桂林的初秋夜里有些微凉,到了山高处后更是。我把外套拉链提高,扯了扯衣服,朝爱丽跳崖处走去。老教堂没有光亮,它平时要七点后才开放。
老教堂前这片地带,也曾是我们一起战斗过,对抗乌鸦女的地方。最后分别时,她还为我,虔诚地祈祷着。
山上这周围没有路灯,不过除了树叶外也没有太多遮挡天空的东西,我凭借着月光,穿过灌木丛,走到了爱丽跳崖的地方。
她真的出现了。月光下,身穿蓝色修女服,头戴蓝色短头巾的她,背对着我,站在岩石上。
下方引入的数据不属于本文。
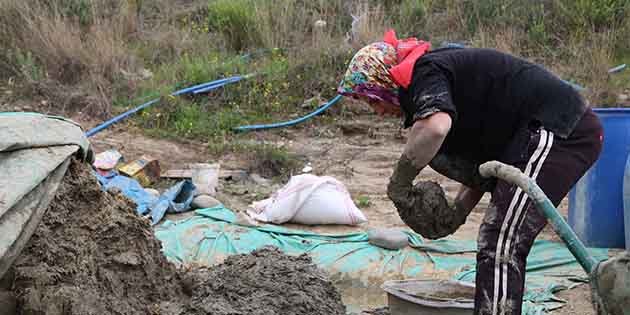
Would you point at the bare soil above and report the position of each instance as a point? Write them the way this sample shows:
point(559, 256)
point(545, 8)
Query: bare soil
point(92, 254)
point(266, 282)
point(359, 150)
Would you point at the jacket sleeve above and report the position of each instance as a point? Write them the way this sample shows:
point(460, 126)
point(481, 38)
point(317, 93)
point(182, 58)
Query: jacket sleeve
point(428, 93)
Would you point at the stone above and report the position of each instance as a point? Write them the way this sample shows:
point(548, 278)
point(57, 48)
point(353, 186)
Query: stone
point(259, 180)
point(388, 238)
point(204, 201)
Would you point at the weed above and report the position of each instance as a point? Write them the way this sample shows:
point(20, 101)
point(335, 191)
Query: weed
point(273, 162)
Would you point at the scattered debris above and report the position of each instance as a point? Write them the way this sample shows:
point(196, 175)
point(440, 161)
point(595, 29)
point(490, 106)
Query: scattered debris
point(145, 169)
point(204, 202)
point(378, 311)
point(388, 238)
point(308, 168)
point(107, 160)
point(206, 178)
point(309, 199)
point(153, 192)
point(259, 180)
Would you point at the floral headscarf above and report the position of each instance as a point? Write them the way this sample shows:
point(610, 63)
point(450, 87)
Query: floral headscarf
point(378, 70)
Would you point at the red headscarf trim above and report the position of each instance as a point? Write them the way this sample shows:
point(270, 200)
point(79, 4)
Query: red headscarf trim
point(408, 51)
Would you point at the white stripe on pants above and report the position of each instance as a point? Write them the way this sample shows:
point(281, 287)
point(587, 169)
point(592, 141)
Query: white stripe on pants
point(511, 220)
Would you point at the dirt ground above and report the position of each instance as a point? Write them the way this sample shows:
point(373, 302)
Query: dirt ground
point(92, 254)
point(360, 152)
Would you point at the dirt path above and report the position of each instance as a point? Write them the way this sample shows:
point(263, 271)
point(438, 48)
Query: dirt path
point(360, 153)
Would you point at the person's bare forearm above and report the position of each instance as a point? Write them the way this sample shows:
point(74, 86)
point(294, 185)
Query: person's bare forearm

金砂色的双辫,在月亮的银光下,显得朦胧。

是爱丽西斯,她真的出现了。
我虽然相信她会出现,但还是原地愣住了。
有太多的话,太多的感情,这时候想说,想去表达。
我朝她的方向伸出右手,想要去触碰她,确认她真的存在。想要去抓住她,不愿又失去她。想要去抱住她,和她不再分开。
“像爱丽这样温柔到只会为别人才流泪的人,怎么会自杀呢?!”离她还有三四步的距离,手也还差一些才能够到她,我已经将话语喊出了声。既是想找她问个明白的疑问句,其实更是说出自己打心底绝不相信她会自杀的感叹句。
她听到了我的声音,转过身来,隐约看见地她本来微笑着的脸突然凝固,嘴弧线变成圆形,发出了惊呼:“小心背后!”
我在还没听到她说话的声音时,就感受到脊背后面有东西划破空气的声音,拳手的反应和本能使我快速转过背并加以后小步跳闪避,但因为是拳手,我的防御条件反射的是用手进行格挡。我的身子往后退了,但我的左手因为习惯性想在胸前前面阻挡进攻,整个左小指往下到前臂背都被刮开了一长条直径至少半厘米的口子。右手因为是护在下颚的,和身体一起躲过了攻击。
一个穿着黑色风衣的人,手持着一柄杆部超正常人身高、刃部有杆部快一半长的大镰刀,站在我面前。镰刀上沾着的血液在一滴一滴地滴在草地上,我的手臂血也在往外渗,受攻击的部位衣服连外套带内衬都被刮开,只能起到一点延缓作用。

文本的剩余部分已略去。